Only about 15 percent of the human genome consists of protein-coding genes, but in recent years scientists have found that a surprising amount of the junk, or intergenic DNA, does get copied into RNA — the molecule that carries DNA’s messages to the rest of the cell.
Scientists have been trying to figure out just what this RNA might be doing, if anything. In 2008, MIT researchers led by Institute Professor Phillip Sharp discovered that much of this RNA is generated through a process called divergent expression, through which cells read their DNA in both directions moving away from a given starting point.
In a new paper appearing in Nature on June 23, Sharp and colleagues describe how cells initiate but then halt the copying of RNA in the upstream, or non-protein-coding direction, while allowing it to continue in the direction in which genes are correctly read. The finding helps to explain the existence of many recently discovered types of short strands of RNA whose function is unknown.
“This is part of an RNA revolution where we’re seeing different RNAs and new RNAs that we hadn’t suspected were present in cells, and trying to understand what role they have in the health of the cell or the viability of the cell,” says Sharp, who is a member of MIT’s Koch Institute for Integrative Cancer Research. “It gives us a whole new appreciation of the balance of the fundamental processes that allow cells to function.”
Graduate students Albert Almada and Xuebing Wu are the lead authors of the paper. Christopher Burge, a professor of biology and biological engineering, and undergraduate Andrea Kriz are also authors.
DNA, which is housed within the nucleus of cells, controls cellular activity by coding for the production of RNAs and proteins. To exert this control, the genetic information encoded by DNA must first be copied, or transcribed, into messenger RNA (mRNA).
When the DNA double helix unwinds to reveal its genetic messages, RNA transcription can proceed in either direction.

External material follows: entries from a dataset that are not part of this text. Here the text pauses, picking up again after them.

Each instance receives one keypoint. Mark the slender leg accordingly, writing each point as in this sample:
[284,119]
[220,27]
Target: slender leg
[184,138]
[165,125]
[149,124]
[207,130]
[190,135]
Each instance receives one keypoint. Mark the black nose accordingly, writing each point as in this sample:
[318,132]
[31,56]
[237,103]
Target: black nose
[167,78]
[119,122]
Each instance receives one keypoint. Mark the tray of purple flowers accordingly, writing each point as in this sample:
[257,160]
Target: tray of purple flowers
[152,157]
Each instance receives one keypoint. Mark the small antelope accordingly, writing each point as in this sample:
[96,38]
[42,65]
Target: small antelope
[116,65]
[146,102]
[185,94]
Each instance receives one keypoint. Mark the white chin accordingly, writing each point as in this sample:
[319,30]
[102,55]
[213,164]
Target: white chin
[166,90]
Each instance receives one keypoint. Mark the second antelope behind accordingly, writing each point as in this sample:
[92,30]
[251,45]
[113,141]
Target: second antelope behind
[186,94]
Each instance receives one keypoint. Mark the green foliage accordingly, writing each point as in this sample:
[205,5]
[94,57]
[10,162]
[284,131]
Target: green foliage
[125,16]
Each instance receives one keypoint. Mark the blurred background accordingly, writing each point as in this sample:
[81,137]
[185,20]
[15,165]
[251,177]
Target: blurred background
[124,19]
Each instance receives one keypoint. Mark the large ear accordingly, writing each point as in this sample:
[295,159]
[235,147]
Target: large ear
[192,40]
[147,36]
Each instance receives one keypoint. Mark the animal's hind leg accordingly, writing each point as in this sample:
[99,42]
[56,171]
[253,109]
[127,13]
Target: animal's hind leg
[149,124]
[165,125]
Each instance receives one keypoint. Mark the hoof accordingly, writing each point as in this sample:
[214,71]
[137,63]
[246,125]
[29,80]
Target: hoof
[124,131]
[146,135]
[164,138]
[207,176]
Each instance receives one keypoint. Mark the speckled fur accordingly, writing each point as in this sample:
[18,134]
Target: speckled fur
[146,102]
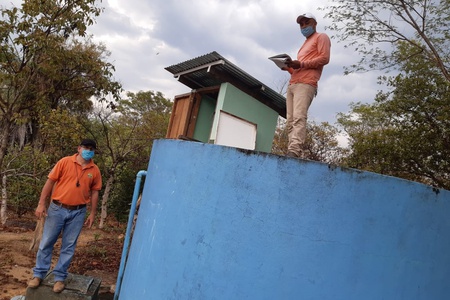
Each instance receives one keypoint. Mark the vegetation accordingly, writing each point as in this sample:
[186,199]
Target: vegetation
[54,86]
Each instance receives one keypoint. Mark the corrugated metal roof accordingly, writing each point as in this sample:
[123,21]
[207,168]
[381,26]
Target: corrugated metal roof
[213,69]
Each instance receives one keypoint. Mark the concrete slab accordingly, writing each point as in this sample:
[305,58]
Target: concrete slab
[78,287]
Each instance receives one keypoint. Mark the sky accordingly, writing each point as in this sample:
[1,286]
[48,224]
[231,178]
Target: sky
[146,36]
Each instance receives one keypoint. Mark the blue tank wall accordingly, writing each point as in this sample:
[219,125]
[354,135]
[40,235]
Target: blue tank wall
[222,223]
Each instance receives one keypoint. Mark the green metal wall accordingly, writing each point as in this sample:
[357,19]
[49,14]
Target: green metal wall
[234,101]
[205,119]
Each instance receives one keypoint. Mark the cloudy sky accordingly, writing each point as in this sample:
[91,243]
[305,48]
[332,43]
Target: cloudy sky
[145,36]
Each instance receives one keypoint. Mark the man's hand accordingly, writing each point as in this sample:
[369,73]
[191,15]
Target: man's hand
[90,220]
[294,64]
[40,211]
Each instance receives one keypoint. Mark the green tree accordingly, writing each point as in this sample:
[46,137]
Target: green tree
[375,29]
[406,132]
[126,135]
[48,62]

To initiate this copying, an enzyme called RNA polymerase latches on to the DNA at a spot known as the promoter. The RNA polymerase then moves along the strand, building the mRNA chain as it goes.
When the RNA polymerase reaches a stop signal at the end of a gene, it halts transcription and adds to the mRNA a sequence of bases known as a poly-A tail, which consists of a long string of the genetic base adenine. This process, known as polyadenylation, helps to prepare the mRNA molecule to be exported from the cell’s nucleus.

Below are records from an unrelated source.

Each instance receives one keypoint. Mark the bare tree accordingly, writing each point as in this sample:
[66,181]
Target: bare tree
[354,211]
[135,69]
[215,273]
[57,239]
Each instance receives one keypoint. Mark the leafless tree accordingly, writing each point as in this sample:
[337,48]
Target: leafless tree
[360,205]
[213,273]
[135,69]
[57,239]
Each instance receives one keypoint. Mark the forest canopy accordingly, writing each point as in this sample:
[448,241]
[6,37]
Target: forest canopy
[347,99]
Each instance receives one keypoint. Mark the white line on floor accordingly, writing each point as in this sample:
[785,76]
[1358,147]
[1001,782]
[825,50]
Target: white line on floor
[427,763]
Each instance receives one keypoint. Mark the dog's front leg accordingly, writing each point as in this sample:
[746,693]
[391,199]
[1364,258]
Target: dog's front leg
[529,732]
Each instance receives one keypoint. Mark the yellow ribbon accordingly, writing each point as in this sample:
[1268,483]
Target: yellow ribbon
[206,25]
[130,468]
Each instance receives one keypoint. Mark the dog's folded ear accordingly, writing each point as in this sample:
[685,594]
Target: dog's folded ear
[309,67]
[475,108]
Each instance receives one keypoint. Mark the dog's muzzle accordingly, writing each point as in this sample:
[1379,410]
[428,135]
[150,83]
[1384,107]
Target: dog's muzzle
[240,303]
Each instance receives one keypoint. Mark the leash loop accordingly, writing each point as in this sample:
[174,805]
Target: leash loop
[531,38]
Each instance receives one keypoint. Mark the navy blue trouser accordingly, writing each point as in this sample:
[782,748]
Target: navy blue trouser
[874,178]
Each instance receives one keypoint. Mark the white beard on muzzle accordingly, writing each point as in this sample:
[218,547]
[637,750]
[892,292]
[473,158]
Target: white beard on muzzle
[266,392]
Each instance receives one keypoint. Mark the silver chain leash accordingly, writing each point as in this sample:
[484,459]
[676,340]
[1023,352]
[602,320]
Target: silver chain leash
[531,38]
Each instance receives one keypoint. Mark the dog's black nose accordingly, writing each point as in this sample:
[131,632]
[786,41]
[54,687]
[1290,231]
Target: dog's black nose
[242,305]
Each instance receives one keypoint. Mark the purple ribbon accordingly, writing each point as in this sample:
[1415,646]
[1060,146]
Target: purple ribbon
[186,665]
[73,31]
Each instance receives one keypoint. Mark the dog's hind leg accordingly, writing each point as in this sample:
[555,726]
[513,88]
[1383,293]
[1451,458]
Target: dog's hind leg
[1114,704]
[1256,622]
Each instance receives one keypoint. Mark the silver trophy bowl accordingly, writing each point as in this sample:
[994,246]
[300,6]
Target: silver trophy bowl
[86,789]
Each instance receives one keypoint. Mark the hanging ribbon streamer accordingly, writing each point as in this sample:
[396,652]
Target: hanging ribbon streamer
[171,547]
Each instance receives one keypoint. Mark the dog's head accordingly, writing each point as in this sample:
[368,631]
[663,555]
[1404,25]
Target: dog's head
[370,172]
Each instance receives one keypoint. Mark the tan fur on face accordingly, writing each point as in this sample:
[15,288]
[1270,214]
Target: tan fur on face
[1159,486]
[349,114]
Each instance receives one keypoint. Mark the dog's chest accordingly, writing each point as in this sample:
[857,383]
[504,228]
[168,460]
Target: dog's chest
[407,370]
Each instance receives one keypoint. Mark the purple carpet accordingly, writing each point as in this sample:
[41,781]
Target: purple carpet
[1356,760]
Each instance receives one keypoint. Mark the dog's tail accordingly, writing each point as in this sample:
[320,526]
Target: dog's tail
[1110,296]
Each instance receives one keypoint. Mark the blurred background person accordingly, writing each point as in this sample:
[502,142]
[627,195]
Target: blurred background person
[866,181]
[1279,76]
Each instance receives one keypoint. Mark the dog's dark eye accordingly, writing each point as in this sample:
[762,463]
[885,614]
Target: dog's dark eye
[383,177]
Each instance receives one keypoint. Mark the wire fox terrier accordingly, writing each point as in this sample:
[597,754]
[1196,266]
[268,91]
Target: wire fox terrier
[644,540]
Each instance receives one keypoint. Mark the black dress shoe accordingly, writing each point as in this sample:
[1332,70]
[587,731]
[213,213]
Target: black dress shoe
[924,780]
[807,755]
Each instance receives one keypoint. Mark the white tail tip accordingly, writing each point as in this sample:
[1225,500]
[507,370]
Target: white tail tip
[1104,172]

By sequencing the mRNA transcripts of mouse embryonic stem cells, the researchers discovered that polyadenylation also plays a major role in halting the transcription of upstream, noncoding DNA sequences. They found that these regions have a high density of signal sequences for polyadenylation, which prompts enzymes to chop up the RNA before it gets very long. Stretches of DNA that code for genes have a low density of these signal sequences.
The researchers also found another factor that influences whether transcription is allowed to continue. It has been recently shown that when a cellular factor known as U1 snRNP binds to RNA, polyadenylation is suppressed. The new MIT study found that genes have a higher concentration of binding sites for U1 snRNP than noncoding sequences, allowing gene transcription to continue uninterrupted.

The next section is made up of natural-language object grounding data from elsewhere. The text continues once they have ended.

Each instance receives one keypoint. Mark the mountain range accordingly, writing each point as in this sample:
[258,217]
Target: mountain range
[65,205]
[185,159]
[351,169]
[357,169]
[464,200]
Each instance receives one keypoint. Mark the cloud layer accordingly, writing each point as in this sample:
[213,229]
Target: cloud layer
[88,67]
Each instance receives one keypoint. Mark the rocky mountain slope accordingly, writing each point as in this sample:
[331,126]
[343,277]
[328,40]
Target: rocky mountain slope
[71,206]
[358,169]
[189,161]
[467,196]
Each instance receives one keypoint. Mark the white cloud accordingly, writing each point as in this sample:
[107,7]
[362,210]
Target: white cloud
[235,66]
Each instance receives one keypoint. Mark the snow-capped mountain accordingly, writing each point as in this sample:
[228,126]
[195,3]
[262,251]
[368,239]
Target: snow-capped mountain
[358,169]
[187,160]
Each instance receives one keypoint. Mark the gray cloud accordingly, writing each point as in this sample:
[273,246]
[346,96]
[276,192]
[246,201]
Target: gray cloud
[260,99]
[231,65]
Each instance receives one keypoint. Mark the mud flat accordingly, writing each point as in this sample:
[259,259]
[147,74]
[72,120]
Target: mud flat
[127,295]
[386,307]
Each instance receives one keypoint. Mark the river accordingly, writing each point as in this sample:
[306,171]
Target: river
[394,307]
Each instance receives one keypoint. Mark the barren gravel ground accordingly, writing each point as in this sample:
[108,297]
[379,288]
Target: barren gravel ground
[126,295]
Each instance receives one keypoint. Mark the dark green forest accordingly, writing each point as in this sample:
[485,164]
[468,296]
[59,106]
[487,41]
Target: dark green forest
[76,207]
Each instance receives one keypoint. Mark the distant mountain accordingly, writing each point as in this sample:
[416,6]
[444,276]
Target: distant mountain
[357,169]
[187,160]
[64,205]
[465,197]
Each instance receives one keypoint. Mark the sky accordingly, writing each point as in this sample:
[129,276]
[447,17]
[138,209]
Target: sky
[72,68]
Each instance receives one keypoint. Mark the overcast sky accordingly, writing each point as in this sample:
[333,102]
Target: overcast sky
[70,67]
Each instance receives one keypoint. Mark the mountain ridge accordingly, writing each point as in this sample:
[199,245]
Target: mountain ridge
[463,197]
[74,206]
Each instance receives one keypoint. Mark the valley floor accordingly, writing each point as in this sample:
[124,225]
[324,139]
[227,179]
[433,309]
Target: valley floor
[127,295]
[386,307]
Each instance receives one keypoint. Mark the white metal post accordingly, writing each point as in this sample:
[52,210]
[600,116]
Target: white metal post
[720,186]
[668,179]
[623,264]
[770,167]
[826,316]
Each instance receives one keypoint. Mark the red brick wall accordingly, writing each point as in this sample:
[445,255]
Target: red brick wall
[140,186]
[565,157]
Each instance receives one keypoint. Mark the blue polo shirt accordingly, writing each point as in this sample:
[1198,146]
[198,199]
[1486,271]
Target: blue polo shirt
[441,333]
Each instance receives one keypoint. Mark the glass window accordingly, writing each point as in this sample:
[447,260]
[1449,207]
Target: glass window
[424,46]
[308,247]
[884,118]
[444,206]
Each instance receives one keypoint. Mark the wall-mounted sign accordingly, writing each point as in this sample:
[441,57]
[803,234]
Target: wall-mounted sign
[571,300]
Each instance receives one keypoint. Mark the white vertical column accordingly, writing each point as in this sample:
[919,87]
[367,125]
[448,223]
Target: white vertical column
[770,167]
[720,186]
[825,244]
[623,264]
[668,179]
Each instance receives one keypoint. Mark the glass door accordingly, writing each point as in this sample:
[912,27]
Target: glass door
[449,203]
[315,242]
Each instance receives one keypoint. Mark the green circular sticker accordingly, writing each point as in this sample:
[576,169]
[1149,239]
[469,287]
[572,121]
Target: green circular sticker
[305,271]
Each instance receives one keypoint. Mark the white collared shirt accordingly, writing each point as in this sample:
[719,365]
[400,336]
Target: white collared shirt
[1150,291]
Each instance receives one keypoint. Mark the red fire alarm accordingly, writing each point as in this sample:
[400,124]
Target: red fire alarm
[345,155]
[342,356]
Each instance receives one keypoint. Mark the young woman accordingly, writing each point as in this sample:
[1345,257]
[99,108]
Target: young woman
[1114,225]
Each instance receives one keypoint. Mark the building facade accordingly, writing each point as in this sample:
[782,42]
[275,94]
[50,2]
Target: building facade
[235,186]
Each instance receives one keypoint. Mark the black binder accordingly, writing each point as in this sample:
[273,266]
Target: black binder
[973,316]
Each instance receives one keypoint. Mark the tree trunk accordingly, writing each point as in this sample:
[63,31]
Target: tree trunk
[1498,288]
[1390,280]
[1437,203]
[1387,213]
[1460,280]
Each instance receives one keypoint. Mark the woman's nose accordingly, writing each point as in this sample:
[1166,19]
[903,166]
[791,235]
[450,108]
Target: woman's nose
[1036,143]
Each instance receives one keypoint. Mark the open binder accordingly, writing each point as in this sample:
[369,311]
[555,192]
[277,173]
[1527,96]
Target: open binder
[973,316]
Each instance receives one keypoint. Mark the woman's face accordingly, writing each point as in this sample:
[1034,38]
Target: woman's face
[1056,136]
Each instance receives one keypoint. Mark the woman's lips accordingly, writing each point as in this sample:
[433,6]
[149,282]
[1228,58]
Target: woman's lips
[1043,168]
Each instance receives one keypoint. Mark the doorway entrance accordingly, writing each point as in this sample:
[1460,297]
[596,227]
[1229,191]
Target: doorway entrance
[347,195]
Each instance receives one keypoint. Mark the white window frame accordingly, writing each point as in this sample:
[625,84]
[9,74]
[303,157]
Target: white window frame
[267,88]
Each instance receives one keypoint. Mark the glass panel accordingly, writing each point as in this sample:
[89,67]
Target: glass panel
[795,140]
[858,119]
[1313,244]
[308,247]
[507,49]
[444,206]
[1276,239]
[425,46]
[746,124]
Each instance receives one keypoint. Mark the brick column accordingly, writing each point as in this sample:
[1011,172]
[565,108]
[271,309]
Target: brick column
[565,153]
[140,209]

The work demonstrates the important role of U1 snRNP in protecting mRNA as it is transcribed from genes and in preventing the cell from unnecessary copying of non-protein-coding DNA, says Gideon Dreyfuss, a professor of biochemistry and biophysics at the University of Pennsylvania School of Medicine.
“They’ve identified a very likely mechanism for early termination of these upstream RNAs by depriving them of U1 snRNP suppression of polyadenylation and cleavage,” says Dreyfuss, who was not part of the research team.
A widespread phenomenon
The function of all of this upstream noncoding RNA is still a subject of much investigation. “That transcriptional process could produce an RNA that has some function, or it could be a product of the nature of the biochemical reaction. This will be debated for a long time,” Sharp says.
His lab is now exploring the relationship between this transcription process and the observation of large numbers of so-called long noncoding RNAs (lncRNAs). He plans to investigate the mechanisms that control the synthesis of such RNAs and try to determine their functions.
“Once you see some data like this, it raises many more questions to be investigated, which I’m hoping will lead us to deeper insights into how our cells carry out their normal functions and how they change in malignancy,” Sharp says.
The research was funded by the National Institutes of Health, the National Cancer Institute and the National Institute of General Medical Sciences.